Ethereum: Process Async Results in Another Thread for Efficient App Architecture
As the demand for decentralized applications (dApps) continues to grow, it’s essential to optimize their architecture to ensure seamless performance. One critical aspect of building efficient dApps is handling asynchronous data processing and visualization. In this article, we’ll explore how to process async results in another thread using Python 3.7, leveraging the Ethereum API for trading data.
Why Async Processing?
When dealing with real-time data, such as trades on the Binance API, async processing is crucial for maintaining a responsive user experience. The traditional approach of blocking all threads until data is processed can lead to significant performance issues and laggy interactions. By offloading async tasks to another thread, we can:
- Improves responsiveness
- Reduces latency
- Scale for high traffic or concurrent use
The Ethereum API for Trade Data
To get started, let’s establish a connection to the Binance API using Python 3.7. We’ll use the requests
library to send asynchronous HTTP requests and retrieve trade data.
import requests
execute get_binance_trades(symbol, limit):
"""Retrieve trade data from Binance API"
url = f"
response = requests . get ( url ) ;
return response . json ( )
Process Async Results in Another Thread
To process async results, we will create a separate thread using the threading
library. We will use the asyncio
library for asynchronous I/O operations.
async import
class TradeProcessor:
set __init__(self):
self.trades = []
async def fetch_trades(self, symbol):
"""Get trade data from Binance API and add to list"
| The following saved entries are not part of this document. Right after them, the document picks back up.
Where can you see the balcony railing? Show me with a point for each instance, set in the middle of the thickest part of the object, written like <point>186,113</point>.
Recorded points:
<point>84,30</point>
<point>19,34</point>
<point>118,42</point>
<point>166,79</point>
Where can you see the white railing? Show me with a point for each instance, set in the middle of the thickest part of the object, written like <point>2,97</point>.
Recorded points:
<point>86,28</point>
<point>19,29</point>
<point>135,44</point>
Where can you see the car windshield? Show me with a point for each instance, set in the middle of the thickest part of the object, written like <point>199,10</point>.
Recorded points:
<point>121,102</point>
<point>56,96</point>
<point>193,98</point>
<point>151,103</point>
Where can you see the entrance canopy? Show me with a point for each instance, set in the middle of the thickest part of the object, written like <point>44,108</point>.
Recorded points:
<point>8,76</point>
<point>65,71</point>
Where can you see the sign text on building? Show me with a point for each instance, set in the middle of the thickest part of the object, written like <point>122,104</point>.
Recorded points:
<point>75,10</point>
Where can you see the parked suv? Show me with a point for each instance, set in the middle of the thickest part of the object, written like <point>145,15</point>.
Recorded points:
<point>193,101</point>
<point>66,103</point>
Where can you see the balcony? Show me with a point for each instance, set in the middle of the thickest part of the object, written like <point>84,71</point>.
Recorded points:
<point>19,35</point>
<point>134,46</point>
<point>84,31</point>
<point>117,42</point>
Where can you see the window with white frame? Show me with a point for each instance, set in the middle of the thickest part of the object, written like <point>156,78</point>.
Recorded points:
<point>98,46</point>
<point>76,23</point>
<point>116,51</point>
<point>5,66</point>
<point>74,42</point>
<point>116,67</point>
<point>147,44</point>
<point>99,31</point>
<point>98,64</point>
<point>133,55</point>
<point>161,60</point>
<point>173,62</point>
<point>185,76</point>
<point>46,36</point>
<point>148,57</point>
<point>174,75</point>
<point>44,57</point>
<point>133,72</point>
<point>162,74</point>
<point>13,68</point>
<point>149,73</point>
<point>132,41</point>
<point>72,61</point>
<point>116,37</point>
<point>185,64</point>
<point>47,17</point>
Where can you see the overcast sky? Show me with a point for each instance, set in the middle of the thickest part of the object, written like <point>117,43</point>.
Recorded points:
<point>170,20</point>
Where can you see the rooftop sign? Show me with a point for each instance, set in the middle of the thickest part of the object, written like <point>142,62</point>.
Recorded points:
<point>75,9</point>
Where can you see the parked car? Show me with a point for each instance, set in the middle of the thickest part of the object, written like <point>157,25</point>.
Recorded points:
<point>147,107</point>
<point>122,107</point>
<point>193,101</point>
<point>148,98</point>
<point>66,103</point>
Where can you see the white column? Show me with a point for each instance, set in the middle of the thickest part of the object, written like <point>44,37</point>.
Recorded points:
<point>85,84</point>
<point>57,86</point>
trades = await get_binance_trades ( symbol , 10 )
Retrieve up to 10 trades
self . trades . extend ( trades )
async def process_trades ( self ): .
"""Process and display trade date"
while True:
if not self.trades:
break
print(f"Processing {len(self.trades)} trades...")
Visualize trade data using Plotly
import plotly.graph_objs and go
fig = go . Figure ( data = [ go . Scatter ( x = self . trades [ : 20 ] , y = self . trades [ : 20 ])])
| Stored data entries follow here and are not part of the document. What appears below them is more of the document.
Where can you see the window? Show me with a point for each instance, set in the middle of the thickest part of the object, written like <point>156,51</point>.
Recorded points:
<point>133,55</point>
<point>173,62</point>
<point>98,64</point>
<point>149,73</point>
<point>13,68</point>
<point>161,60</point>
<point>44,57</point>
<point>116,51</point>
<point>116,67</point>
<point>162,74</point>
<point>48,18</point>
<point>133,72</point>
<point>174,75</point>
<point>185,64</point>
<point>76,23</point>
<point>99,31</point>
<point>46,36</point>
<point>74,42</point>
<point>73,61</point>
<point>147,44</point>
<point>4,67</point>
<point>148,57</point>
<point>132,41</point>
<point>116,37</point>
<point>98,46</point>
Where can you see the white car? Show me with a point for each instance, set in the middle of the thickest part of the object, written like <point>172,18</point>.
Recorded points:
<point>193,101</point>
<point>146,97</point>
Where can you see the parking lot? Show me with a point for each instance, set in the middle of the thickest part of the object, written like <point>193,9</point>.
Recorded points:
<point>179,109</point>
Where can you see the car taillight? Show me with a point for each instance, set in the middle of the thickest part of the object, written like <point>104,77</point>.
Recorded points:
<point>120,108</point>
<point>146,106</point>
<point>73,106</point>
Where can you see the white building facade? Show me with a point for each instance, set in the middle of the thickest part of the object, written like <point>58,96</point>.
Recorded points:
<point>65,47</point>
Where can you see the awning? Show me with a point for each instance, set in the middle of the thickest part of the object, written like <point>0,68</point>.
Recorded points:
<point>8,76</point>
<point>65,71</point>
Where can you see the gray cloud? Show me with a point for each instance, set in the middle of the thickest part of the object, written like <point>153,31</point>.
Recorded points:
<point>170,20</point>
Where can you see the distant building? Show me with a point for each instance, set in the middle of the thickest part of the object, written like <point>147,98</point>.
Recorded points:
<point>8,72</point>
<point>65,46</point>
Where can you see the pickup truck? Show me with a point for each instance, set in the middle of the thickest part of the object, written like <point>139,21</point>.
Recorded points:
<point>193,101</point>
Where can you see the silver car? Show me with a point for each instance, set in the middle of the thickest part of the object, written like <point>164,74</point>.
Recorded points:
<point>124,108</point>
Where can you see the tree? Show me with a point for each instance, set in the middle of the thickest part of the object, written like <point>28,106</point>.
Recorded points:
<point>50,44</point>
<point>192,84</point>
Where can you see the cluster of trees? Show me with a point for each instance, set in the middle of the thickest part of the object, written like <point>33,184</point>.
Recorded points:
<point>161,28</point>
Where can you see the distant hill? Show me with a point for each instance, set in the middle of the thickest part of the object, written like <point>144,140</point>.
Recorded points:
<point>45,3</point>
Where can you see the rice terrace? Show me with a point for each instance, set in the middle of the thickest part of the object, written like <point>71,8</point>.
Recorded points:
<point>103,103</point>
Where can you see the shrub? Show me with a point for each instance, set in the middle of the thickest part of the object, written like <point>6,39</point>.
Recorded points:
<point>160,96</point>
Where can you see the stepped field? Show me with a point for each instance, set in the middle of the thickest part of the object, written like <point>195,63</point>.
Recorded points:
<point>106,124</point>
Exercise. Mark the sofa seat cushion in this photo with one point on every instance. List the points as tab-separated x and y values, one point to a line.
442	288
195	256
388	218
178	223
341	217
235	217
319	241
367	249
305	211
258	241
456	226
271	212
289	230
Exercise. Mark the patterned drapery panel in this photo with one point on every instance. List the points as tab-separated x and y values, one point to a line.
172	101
fig.update_layout(title="Trade Data", set_title="Timestamp", layout_title="Price");
print(fig)
await asyncio.sleep(5)
Wait for 5 seconds before processing next batch
Architecture App
Our app architecture consists of two main components:
- Trade Processor: This class is responsible for fetching trade data from the Binance API and adding it to a list. The
process_trades
method processes the trades in batches using another thread.
- Web App: We’ll create a web interface that displays the processed trade data, using Plotly to visualize the results.
import dash
from Dash Import DCC , html , no_update
import plotly.graph_objs and go
app = dash.Dash(__name__)
app.layout = html.Div([
html.H1("Trade Data App"),
dcc.Graph(id="trade-graph", figure=go.Figure(data=[go.Scatter(x=[], y=[])])),
])
@app.callback(
[html.P for _ in range(20)],
[dash.dependencies.Output("trade-graph", "figure")],
[dash.dependencies.Input("trade-graph", "update-plotly")]
)
def update_graph(updated_plotly):
Update the trade graph using Plotly
trades = app.data["trades"]
fig = go.Figure(data=[go.Scatter(x=trades[:20], y=trades[:20])])
fig.update_layout(title="Trade Data", set_title="Timestamp", layout_title="Price");
return fig
if __name__ == "__main__":
app.run_server(debug=True)
In this example, we’ve created a simple web interface that displays the processed trade data.